The truth, whatever Putin claims, is that the United States and other countries have tried desperately to go through the Security Council to stop the carnage in Syria. No country has obstructed those efforts more persistently than Russia. Early last year, when al-Assad's forces carried out what was until then the worst massacre of the war, in the city of Homs, the United States, France, Britain -- in fact, 13 out of the Security Council's 15 members -- voted in favor of a resolution backing an Arab peace plan for Syria. Russia and China vetoed it.
Experts then said the outcome would be a "license (for al-Assad) to do more of the same and worse," predicting the Syrian leader would become even more brutal in his tactics, exactly as he has.
Russia has obstructed even the most watered-down efforts to send a message from the international community, vetoing three separate resolutions. It's no wonder Samantha Power, America's ambassador to the United Nations, said Russia has held the Security Council "hostage."
In his column, Putin disingenuously claims "there is every reason to believe" the rebels launched the August 21 chemical attack that killed hundreds of Syrian civilians. Precisely the opposite is true.
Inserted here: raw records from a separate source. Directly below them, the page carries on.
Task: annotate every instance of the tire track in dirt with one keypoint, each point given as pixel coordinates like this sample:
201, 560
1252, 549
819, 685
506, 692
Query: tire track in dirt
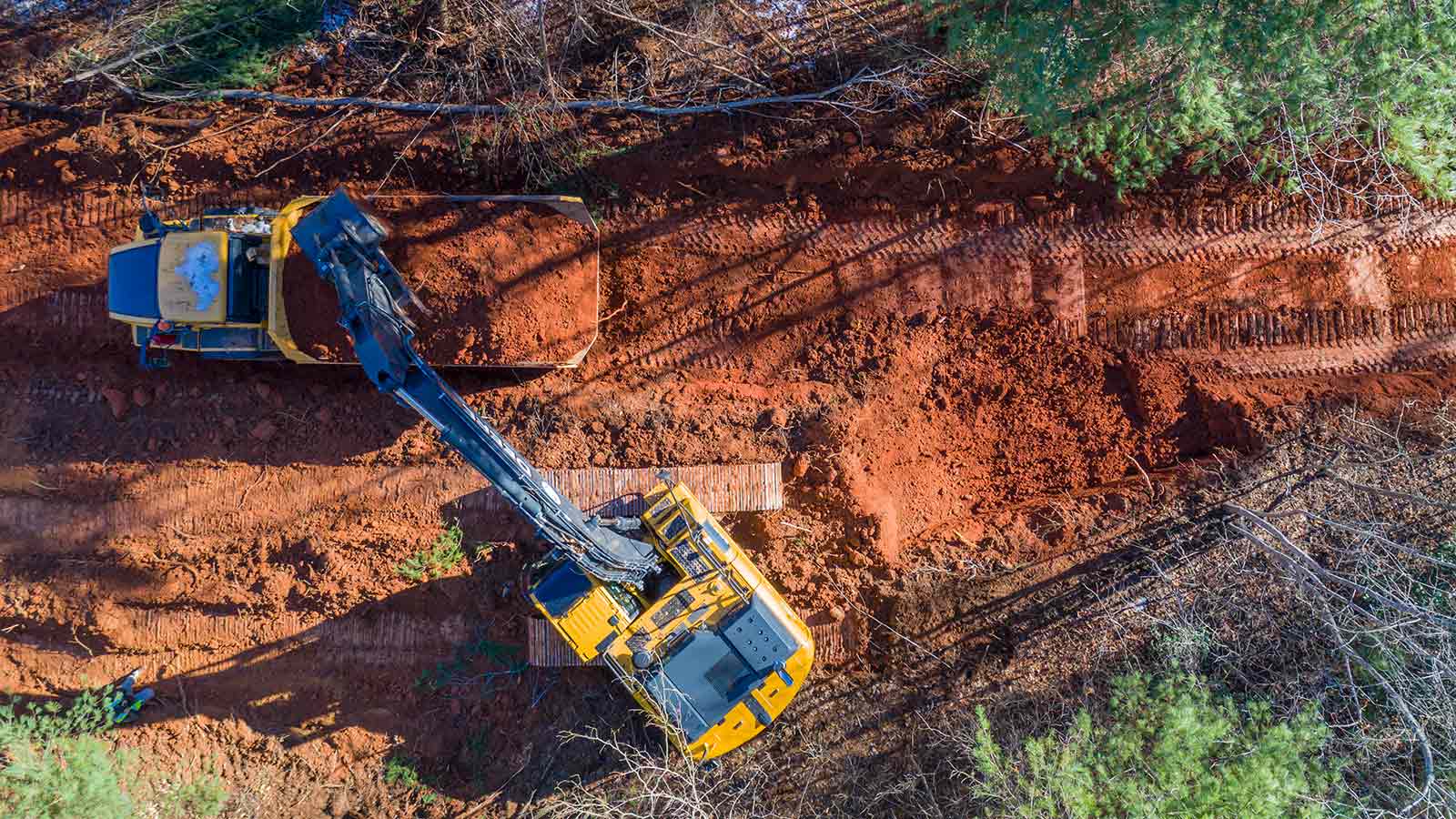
1024, 258
1293, 343
179, 500
251, 649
Analyses from the United States, France, the United Kingdom, Human Rights Watch and others have concluded that it was the regime that perpetrated that gross violation of international norms -- the norms that Putin now claims to embrace with such fervor.
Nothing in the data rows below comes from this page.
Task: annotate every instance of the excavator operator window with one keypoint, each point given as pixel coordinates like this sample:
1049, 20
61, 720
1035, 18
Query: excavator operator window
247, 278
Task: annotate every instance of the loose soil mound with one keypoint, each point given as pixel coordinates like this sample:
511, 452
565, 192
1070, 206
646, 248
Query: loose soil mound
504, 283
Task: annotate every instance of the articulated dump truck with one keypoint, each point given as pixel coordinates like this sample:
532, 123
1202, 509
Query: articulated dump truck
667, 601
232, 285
A U.N. inspection team investigated the massacre in Syria but was not tasked with assigning blame. Still, leaked information says its report next week will show "a wealth of evidence" pointing strongly to the Syrian regime as perpetrator of the attack, even if that doesn't fit neatly with Putin's reality distortion objectives.
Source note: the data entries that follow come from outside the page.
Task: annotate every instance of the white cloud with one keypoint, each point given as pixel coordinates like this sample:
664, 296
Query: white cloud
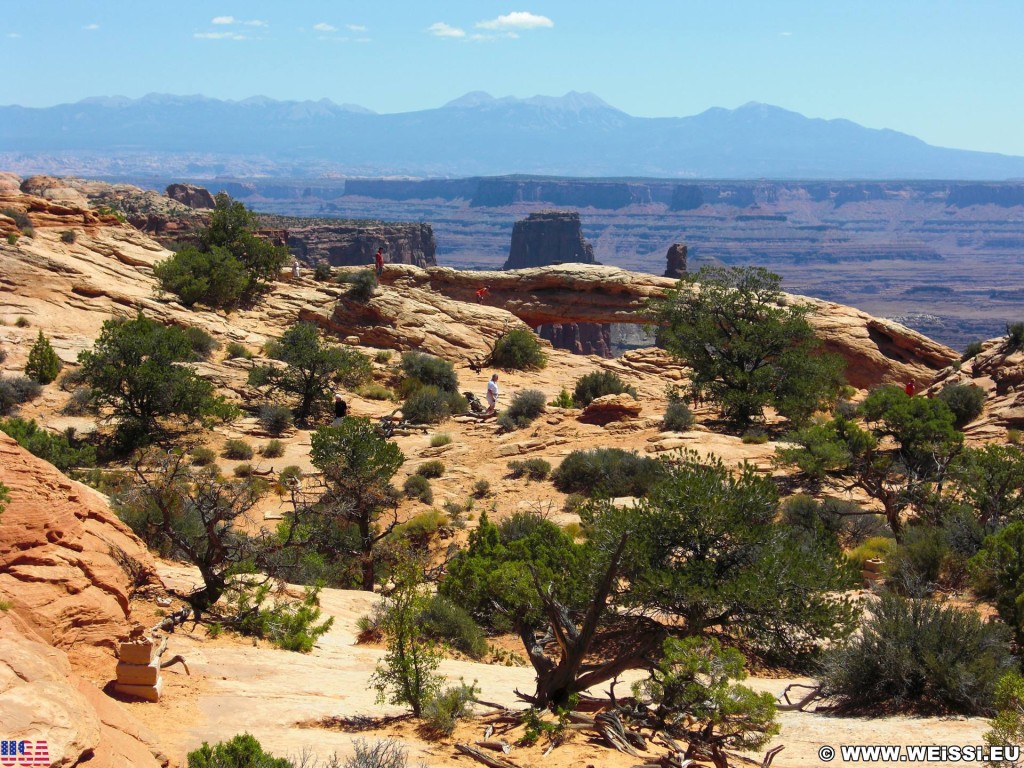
440, 29
219, 36
517, 19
Nothing could be more deliciously absurd than Putin accusing America of not being a "model of democracy," except perhaps for his closing line in which he chastises President Barack Obama for speaking of American exceptionalism. Obama shouldn't have said that, Putin humbly explains, because "We are all different, but when we ask for the Lord's blessings, we must not forget that God created us equal."
Right. All equal. That coming from the man who has presided over the introduction of law after law turning gays and lesbians into second-class citizens in Russia, with the latest allowing police to arrest anyone suspected of being "pro-gay."
Putin would do well to avoid the topic of democracy and human rights altogether. Just ask the nonpartisan Freedom House what has happened to the country since Putin came to dominate the political scene more than a decade ago.
Incidentally, Putin rose to power by cracking down violently against Chechnya. Here's an op-ed he published in The New York Times in 1999 explaining why force was needed against brutality.
In this latest newspaper column, Putin extends to the United States his image-building campaign from Russia, where he has appeared hunting tigers in Siberia. In Russia he is the hyper-macho president. In America and in the rest of the world, he wants the public to see him as the indispensable foil to an out-of-control America.
Putin wants to raise not only his own but also Russia's profile and prestige. It's not so much that he dislikes American exceptionalism. He wants Russia to share in the limelight and in the power. The former KGB man is trying to maximize the influence of a country that once shared the title of superpower only with the United States.
To do that, he wants to save al-Assad, the man who holds the key to Russia's foothold in the Arab Middle East.
No, Putin's actions are not driven by a passion for peace and democracy. They are an example of cold calculation -- a quest for power and a bold display of hypocrisy.
The opinions expressed in this commentary are solely those of Frida Ghitis.